Google Sheds Light On 'Dark Web' With PDF Search
CWmike writes "Google this week took another step in its effort to shed light on the so-called Dark Web, announcing that its search engine can now search scanned documents in a PDF. In April, Google announced that it was looking for ways for its search engine to index HTML forms such as drop-down boxes or select menus that otherwise couldn't be found or indexed."
An announcement is available at the official Google blog, and it contains some demonstration searches.
After reading that, I've come to the conclusion that some parts of the internet should definitely remain in the dark.

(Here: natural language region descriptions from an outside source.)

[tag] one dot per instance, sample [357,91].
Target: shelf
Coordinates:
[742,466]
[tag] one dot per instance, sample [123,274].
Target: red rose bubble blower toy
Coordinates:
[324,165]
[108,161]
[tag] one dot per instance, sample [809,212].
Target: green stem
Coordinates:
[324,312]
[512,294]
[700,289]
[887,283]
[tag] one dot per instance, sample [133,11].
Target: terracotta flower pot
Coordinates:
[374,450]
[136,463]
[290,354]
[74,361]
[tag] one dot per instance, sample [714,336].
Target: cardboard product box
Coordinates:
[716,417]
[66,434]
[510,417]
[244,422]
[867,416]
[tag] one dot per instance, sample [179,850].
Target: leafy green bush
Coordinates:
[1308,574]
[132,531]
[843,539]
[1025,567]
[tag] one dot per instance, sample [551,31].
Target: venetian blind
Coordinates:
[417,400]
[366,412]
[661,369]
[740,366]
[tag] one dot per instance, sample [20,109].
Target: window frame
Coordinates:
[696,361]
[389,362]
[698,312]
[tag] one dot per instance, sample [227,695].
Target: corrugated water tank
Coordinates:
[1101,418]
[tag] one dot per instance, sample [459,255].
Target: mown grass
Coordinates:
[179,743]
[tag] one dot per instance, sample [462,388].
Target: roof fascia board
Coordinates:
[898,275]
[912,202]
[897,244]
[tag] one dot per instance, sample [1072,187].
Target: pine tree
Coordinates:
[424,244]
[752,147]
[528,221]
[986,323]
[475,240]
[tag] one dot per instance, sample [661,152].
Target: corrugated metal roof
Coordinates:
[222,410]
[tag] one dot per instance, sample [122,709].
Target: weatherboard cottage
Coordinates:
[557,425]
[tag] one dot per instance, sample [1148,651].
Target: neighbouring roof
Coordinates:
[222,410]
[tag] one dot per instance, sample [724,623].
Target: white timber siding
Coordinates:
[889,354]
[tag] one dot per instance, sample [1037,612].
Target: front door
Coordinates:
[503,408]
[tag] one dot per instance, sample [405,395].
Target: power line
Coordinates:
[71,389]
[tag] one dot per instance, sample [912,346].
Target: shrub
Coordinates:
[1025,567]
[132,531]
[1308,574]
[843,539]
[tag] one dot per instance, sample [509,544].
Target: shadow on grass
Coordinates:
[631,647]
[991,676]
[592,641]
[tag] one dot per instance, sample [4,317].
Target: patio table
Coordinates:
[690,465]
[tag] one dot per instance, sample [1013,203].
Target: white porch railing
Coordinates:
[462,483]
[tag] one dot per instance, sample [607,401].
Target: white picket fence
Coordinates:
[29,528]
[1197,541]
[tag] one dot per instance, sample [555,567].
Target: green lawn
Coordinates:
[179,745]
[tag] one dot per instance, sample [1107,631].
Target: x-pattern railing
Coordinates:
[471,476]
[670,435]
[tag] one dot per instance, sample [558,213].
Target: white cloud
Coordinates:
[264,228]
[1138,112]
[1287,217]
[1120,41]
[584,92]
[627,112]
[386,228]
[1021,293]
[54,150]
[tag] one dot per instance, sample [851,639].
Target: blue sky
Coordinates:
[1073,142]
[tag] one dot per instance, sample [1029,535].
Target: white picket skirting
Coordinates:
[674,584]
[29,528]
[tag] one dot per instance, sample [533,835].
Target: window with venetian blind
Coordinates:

I'm not sure if you got the point of this - it's about using a form of OCR to translate embedded document images within a PDF, rather than simply sucking the text out of the PDF itself, as you rightly point out is already available in the View as HTML option for PDF search results.
Scanning is the reverse of printing because, well, it's the reverse of printing. When you're scanning something, you're taking a purely human-readable document and translating its contents into a machine interpretable form. This is pretty much the exact opposite of printing from a computer.
Google has long since favoured PDFs - and gives them boosted results, under the guise that anyone who makes a PDF has something serious to say, I guess.
You may have noticed of late that people are wise to this - there are a bunch of sites that are embedding popular search terms / results in PDF files, and clustering their sites with adverts.